Collectors, designers, friends of the house and familiar faces from the creative scene moved through glossy surfaces and art pieces as if they were pages of a story. And in truth, the story was right there, embodied in the designer’s words — and even more so in her creations — as she presented the volume with the composure of someone handling a cherished legacy: that of Renato Morganti, her grandfather, who in the post-war years engraved and kiln-enameled small carré, tiny plates of light born from precision, resilience and imagination.
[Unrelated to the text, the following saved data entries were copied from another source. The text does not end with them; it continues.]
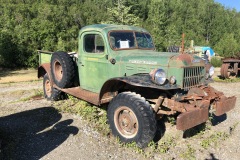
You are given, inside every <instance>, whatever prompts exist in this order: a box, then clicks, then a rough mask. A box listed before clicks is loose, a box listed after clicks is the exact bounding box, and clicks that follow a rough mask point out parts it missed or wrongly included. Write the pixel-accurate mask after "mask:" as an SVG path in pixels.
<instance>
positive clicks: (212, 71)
mask: <svg viewBox="0 0 240 160" xmlns="http://www.w3.org/2000/svg"><path fill="white" fill-rule="evenodd" d="M213 74H214V67H213V66H211V67H210V69H209V75H210V77H212V76H213Z"/></svg>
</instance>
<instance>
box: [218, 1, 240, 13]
mask: <svg viewBox="0 0 240 160" xmlns="http://www.w3.org/2000/svg"><path fill="white" fill-rule="evenodd" d="M215 2H218V3H221V4H222V5H223V6H225V7H229V8H235V9H236V10H237V11H238V12H240V0H215Z"/></svg>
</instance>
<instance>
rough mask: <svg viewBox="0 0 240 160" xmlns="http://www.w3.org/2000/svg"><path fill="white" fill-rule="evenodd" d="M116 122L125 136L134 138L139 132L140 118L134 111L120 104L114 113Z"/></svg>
mask: <svg viewBox="0 0 240 160" xmlns="http://www.w3.org/2000/svg"><path fill="white" fill-rule="evenodd" d="M114 124H115V126H116V128H117V130H118V132H119V133H120V134H121V135H122V136H123V137H125V138H133V137H134V136H136V135H137V132H138V120H137V117H136V115H135V114H134V112H133V111H132V110H131V109H130V108H128V107H126V106H120V107H119V108H118V109H117V110H116V111H115V113H114Z"/></svg>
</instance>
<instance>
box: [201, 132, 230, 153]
mask: <svg viewBox="0 0 240 160" xmlns="http://www.w3.org/2000/svg"><path fill="white" fill-rule="evenodd" d="M228 137H229V135H228V134H227V133H225V132H215V133H214V134H212V135H211V136H209V137H207V138H206V139H204V140H202V142H201V146H202V147H203V148H204V149H207V148H208V147H209V146H211V145H214V146H216V145H217V144H218V143H219V142H221V141H223V140H226V139H227V138H228Z"/></svg>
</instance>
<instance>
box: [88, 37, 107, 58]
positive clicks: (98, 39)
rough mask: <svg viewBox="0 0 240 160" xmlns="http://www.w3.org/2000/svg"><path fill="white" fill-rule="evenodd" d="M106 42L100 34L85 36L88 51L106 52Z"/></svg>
mask: <svg viewBox="0 0 240 160" xmlns="http://www.w3.org/2000/svg"><path fill="white" fill-rule="evenodd" d="M104 48H105V47H104V42H103V39H102V37H101V36H100V35H98V34H87V35H85V36H84V49H85V51H86V52H88V53H102V52H104Z"/></svg>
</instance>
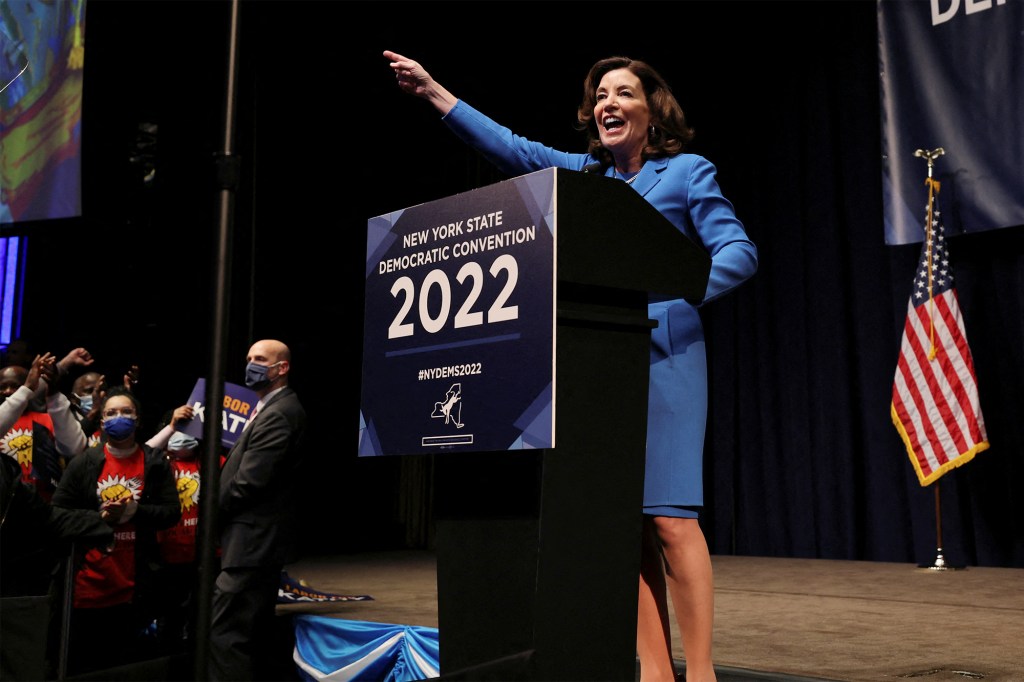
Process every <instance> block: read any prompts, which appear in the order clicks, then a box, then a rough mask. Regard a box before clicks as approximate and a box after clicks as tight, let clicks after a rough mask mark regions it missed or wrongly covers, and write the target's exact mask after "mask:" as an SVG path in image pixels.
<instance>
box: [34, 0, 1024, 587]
mask: <svg viewBox="0 0 1024 682" xmlns="http://www.w3.org/2000/svg"><path fill="white" fill-rule="evenodd" d="M356 7H357V9H356ZM226 16H227V4H226V3H223V2H204V3H165V2H146V3H132V2H121V1H120V0H89V4H88V36H89V42H88V45H87V61H86V94H85V97H86V99H85V115H84V123H83V131H84V132H83V135H84V142H83V150H84V156H85V173H86V176H87V181H86V186H85V196H84V210H85V216H84V217H83V218H82V219H81V220H74V221H66V222H61V223H59V224H46V225H38V227H39V230H38V231H37V232H35V235H39V236H40V237H39V239H34V240H33V245H34V246H33V249H32V256H31V257H32V258H33V260H32V262H31V267H32V269H31V271H30V278H29V282H30V284H29V287H30V291H29V304H28V307H29V314H28V317H27V325H26V329H28V330H29V336H30V339H31V340H32V341H33V343H34V344H35V345H36V346H37V348H39V349H44V348H43V346H45V347H46V348H45V349H51V350H53V351H54V352H58V353H59V352H65V351H66V350H67V349H69V348H71V347H74V346H76V345H87V346H88V347H90V348H91V349H94V352H95V353H96V355H97V357H99V360H98V361H99V363H101V364H102V365H103V366H104V369H108V368H109V369H110V371H111V373H112V374H113V373H116V372H120V371H122V370H121V369H120V368H122V367H126V366H127V364H129V363H134V361H138V363H140V364H141V365H142V372H143V380H144V383H145V391H146V392H145V400H146V402H145V406H146V408H147V412H148V414H150V416H151V418H153V417H156V416H157V415H158V414H159V413H162V412H164V411H166V410H170V409H172V408H173V407H175V406H177V404H178V403H179V402H180V401H183V400H184V399H185V398H186V397H187V395H188V392H189V390H190V388H191V385H193V384H194V383H195V380H196V378H197V377H199V376H203V375H204V374H205V372H206V368H207V365H208V359H209V357H208V354H209V347H208V339H209V338H210V334H209V329H210V321H209V316H210V292H209V286H208V285H209V281H210V279H211V278H210V271H211V268H212V267H213V266H214V261H213V251H212V249H213V240H212V236H213V235H214V233H215V231H216V220H215V214H214V206H215V203H214V188H213V185H212V182H211V180H210V178H211V176H212V153H213V151H214V150H216V148H217V143H218V140H219V139H220V136H221V134H222V123H223V119H222V106H223V101H222V99H223V91H224V85H223V81H224V72H225V68H224V61H225V55H226V36H227V26H226ZM242 26H243V31H242V40H241V45H240V47H241V54H242V69H241V74H240V81H241V83H240V85H241V87H240V105H239V115H238V128H237V130H238V143H239V147H240V154H241V156H242V159H243V179H242V182H241V185H240V189H239V193H238V213H237V216H236V224H234V233H236V242H234V249H233V253H232V257H233V262H232V268H233V285H232V291H231V325H230V330H231V338H230V339H229V346H230V348H229V355H228V357H230V358H236V360H237V361H233V365H232V366H231V367H232V368H233V374H231V375H229V376H228V377H227V380H228V381H234V382H238V381H240V380H241V374H242V369H243V365H244V355H245V350H246V348H247V347H248V345H249V343H250V342H251V340H252V339H253V338H254V337H263V336H274V337H281V338H283V339H285V340H286V341H288V342H289V343H290V344H291V345H292V347H293V350H294V351H295V371H294V373H293V376H294V385H295V386H296V388H297V389H298V390H299V392H300V394H301V395H302V397H303V399H304V401H305V403H306V406H307V409H308V411H309V413H310V417H311V426H310V429H311V438H310V441H311V442H312V443H313V446H314V450H315V455H316V458H315V462H314V466H313V468H312V469H311V470H310V472H309V498H308V500H309V503H308V504H309V507H308V510H307V518H308V520H309V530H308V539H307V540H308V542H307V549H308V551H310V552H336V551H348V550H360V549H379V548H384V547H402V546H427V545H429V544H430V543H431V540H432V535H431V529H430V523H431V510H432V506H431V505H432V502H433V491H432V487H431V473H432V471H433V464H434V462H433V461H432V460H431V459H430V458H429V457H425V458H369V459H368V458H357V457H355V444H356V426H357V423H356V412H357V410H358V396H359V382H360V367H359V356H360V346H359V344H360V338H361V322H362V319H361V315H362V309H361V306H362V291H361V286H362V276H364V275H362V269H364V264H365V246H366V245H365V240H366V224H367V220H368V219H369V218H371V217H373V216H377V215H381V214H383V213H387V212H390V211H393V210H398V209H401V208H406V207H409V206H413V205H416V204H419V203H422V202H426V201H432V200H434V199H439V198H441V197H445V196H449V195H453V194H457V193H460V191H466V190H469V189H473V188H475V187H479V186H481V185H483V184H488V183H492V182H496V181H499V180H501V179H504V176H502V175H501V174H499V173H498V172H497V171H496V170H494V169H493V168H492V167H490V166H488V165H487V164H486V163H485V162H483V161H481V160H480V159H479V158H478V157H477V156H476V155H475V154H474V153H471V152H469V151H467V150H466V148H465V147H464V146H463V145H462V144H461V143H460V142H458V141H457V140H456V139H455V137H454V135H452V134H451V133H450V132H447V131H446V129H445V128H444V126H443V125H442V124H441V123H440V122H439V121H438V118H437V116H436V115H435V114H434V112H433V111H432V110H431V109H430V106H429V105H428V104H426V103H425V102H423V101H420V100H416V99H414V98H412V97H409V96H407V95H403V94H401V93H400V92H398V90H397V88H396V87H395V85H394V79H393V76H392V74H391V72H390V69H389V68H388V66H387V62H386V60H385V59H384V58H383V57H382V56H381V51H382V50H384V49H394V50H396V51H398V52H403V53H406V54H408V55H410V56H412V57H414V58H417V59H419V60H420V61H422V62H423V63H424V65H425V66H426V68H427V69H428V70H429V71H430V72H431V73H432V74H433V75H434V76H435V77H436V78H437V79H438V80H439V81H440V82H442V83H443V84H444V85H446V86H447V87H449V88H450V89H451V90H452V91H453V92H454V93H455V94H456V95H457V96H461V97H464V98H466V99H467V101H469V102H471V103H472V104H474V105H475V106H477V108H478V109H480V110H482V111H483V112H485V113H488V114H489V115H492V116H493V117H494V118H496V119H497V120H499V121H500V122H502V123H504V124H506V125H508V126H510V127H511V128H513V129H514V130H515V131H516V132H518V133H520V134H523V135H526V136H528V137H531V138H534V139H539V140H542V141H545V142H547V143H549V144H551V145H552V146H556V147H559V148H565V150H570V151H582V150H583V137H582V136H581V134H580V133H578V132H577V131H575V130H574V129H573V123H574V121H575V106H577V104H578V103H579V100H580V94H581V84H582V81H583V77H584V75H585V74H586V71H587V69H588V68H589V67H590V65H591V63H593V61H595V60H596V59H598V58H600V57H603V56H607V55H609V54H612V53H625V54H629V55H631V56H634V57H637V58H643V59H646V60H648V61H649V62H650V63H652V65H653V66H654V67H655V68H656V69H658V70H659V71H660V72H662V73H663V75H664V76H666V78H667V80H668V81H669V82H670V83H671V84H673V86H674V89H675V92H676V94H677V96H678V98H679V99H680V101H681V103H682V105H683V108H684V110H685V111H686V112H687V115H688V117H689V118H690V123H691V124H692V125H693V126H694V127H695V129H696V133H697V137H696V140H695V142H694V145H693V147H692V148H691V151H692V152H695V153H697V154H702V155H705V156H707V157H708V158H709V159H710V160H711V161H712V162H714V163H715V164H716V165H717V166H718V169H719V180H720V183H721V185H722V187H723V189H724V191H725V194H726V196H727V197H729V198H730V199H731V200H732V201H733V203H734V204H735V206H736V210H737V213H738V215H739V217H740V218H741V219H742V220H743V222H744V224H745V225H746V227H748V229H749V231H750V235H751V237H752V238H753V240H754V241H755V242H756V244H757V245H758V248H759V251H760V269H759V271H758V273H757V274H756V275H755V278H754V279H753V280H752V281H751V282H749V283H748V284H745V285H744V286H743V287H742V288H740V289H739V290H737V291H736V292H734V293H733V294H732V295H730V296H728V297H726V298H724V299H721V300H719V301H717V302H715V303H713V304H711V305H709V306H708V307H707V308H705V309H703V310H702V316H703V319H705V323H706V326H707V332H708V339H709V354H710V368H711V381H712V385H711V395H712V400H711V416H710V423H709V431H708V445H707V452H706V462H707V466H706V482H705V487H706V498H707V509H706V514H705V518H703V524H705V528H706V531H707V534H708V537H709V543H710V545H711V548H712V551H713V553H715V554H740V555H764V556H781V557H810V558H822V559H858V560H869V561H897V562H916V563H922V564H930V563H932V561H933V560H934V559H935V558H936V551H937V544H938V539H937V537H936V531H937V517H936V510H937V506H936V494H935V492H936V489H938V491H939V495H938V501H939V505H938V508H939V509H941V529H942V546H943V551H944V554H945V557H946V559H947V561H949V563H951V564H965V565H989V566H1016V567H1024V499H1022V497H1021V495H1020V494H1019V492H1018V491H1019V481H1020V480H1021V478H1022V473H1024V471H1022V470H1024V462H1022V459H1024V426H1022V420H1021V415H1022V414H1024V309H1022V308H1024V237H1022V235H1024V228H1022V227H1020V226H1017V227H1008V228H1005V229H1000V230H994V231H991V232H987V233H983V235H977V236H971V237H956V236H952V237H951V239H950V244H951V246H950V249H951V251H952V256H953V258H954V261H955V271H956V276H957V283H958V284H957V289H958V293H959V297H961V305H962V309H963V312H964V317H965V323H966V327H967V333H968V339H969V341H970V344H971V348H972V351H973V353H974V359H975V366H976V370H977V375H978V383H979V386H980V393H981V402H982V409H983V414H984V418H985V422H986V426H987V430H988V436H989V440H990V442H991V449H990V450H989V451H987V452H983V453H981V454H979V455H978V456H977V457H976V458H975V459H974V461H972V462H970V463H968V464H966V465H965V466H963V467H962V468H959V469H956V470H954V471H952V472H949V473H947V474H946V475H945V476H943V477H942V478H941V479H940V480H939V482H938V483H937V484H935V485H932V486H929V487H922V486H921V485H920V484H919V483H918V480H916V476H915V474H914V472H913V469H912V467H911V465H910V463H909V459H908V457H907V455H906V452H905V450H904V449H903V445H902V442H901V440H900V438H899V436H898V434H897V431H896V429H895V427H894V426H893V424H892V422H891V420H890V414H889V406H890V396H891V389H892V380H893V374H894V371H895V363H896V357H897V354H898V350H899V342H900V334H901V330H902V325H903V319H904V316H905V312H906V303H907V299H908V297H909V293H910V284H911V280H912V276H913V269H914V265H915V262H916V259H918V255H919V250H920V247H919V246H918V245H908V246H904V247H887V246H886V245H885V244H884V233H883V225H882V181H881V162H880V155H881V137H880V115H879V83H878V76H879V74H878V53H877V47H878V42H877V41H878V37H877V25H876V5H874V3H873V2H872V1H870V0H857V1H853V2H799V1H798V2H738V1H735V2H673V3H665V2H631V3H600V2H599V3H574V2H565V3H550V2H549V3H543V2H517V3H504V2H488V3H461V2H460V3H456V2H450V3H446V2H440V3H412V4H407V3H396V2H395V3H392V2H367V3H354V2H328V1H313V2H302V1H299V0H293V1H290V2H275V1H273V0H262V1H259V2H244V3H243V5H242ZM1008 96H1011V95H1010V93H1008ZM153 121H157V122H159V144H158V147H159V152H158V153H157V154H156V156H155V160H156V166H157V175H156V180H155V181H154V182H151V183H145V182H143V181H142V180H141V179H140V178H141V176H140V175H139V174H138V168H139V166H138V164H137V161H136V162H134V163H133V162H132V161H131V159H132V158H133V157H134V156H136V155H135V152H137V150H138V144H139V139H138V129H139V124H140V123H143V122H153ZM942 144H943V140H933V141H932V142H931V143H930V146H933V147H934V146H941V145H942ZM912 153H913V150H906V154H912ZM937 163H938V164H939V169H940V171H941V164H942V160H941V159H940V160H939V161H938V162H937ZM921 174H922V175H921V177H922V201H921V205H922V211H923V213H924V206H925V202H926V189H925V186H924V179H925V177H926V166H925V164H924V162H922V168H921ZM945 200H946V197H945V196H944V195H941V194H940V204H941V205H942V206H943V208H947V209H948V206H947V205H946V204H945V203H944V202H945Z"/></svg>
Today, that ancient technique, reinterpreted through an architectural sensibility, becomes a lexicon of pure geometries, imperfect symmetries and colors that seem to breathe through the material.
The event drew many familiar faces from Rome’s cultural community. Alongside hosts Federica Formilli Fendi and her daughter Ginevra Piersanti Fendi, guests included Dylan Tripp, Sidival Fila, Francesca Moratti, Alexis Lahellec and Marella Caracciolo Chia.
The evening unfolded in soft conversations and the quiet thrill of witnessing a ritual: the transmission of a tradition into the realm of the contemporary. At Casa Triplef, Piccoli Smalti opened up like a world of its own — a small atlas of enameled emotions, delicately suspended between memory and desire.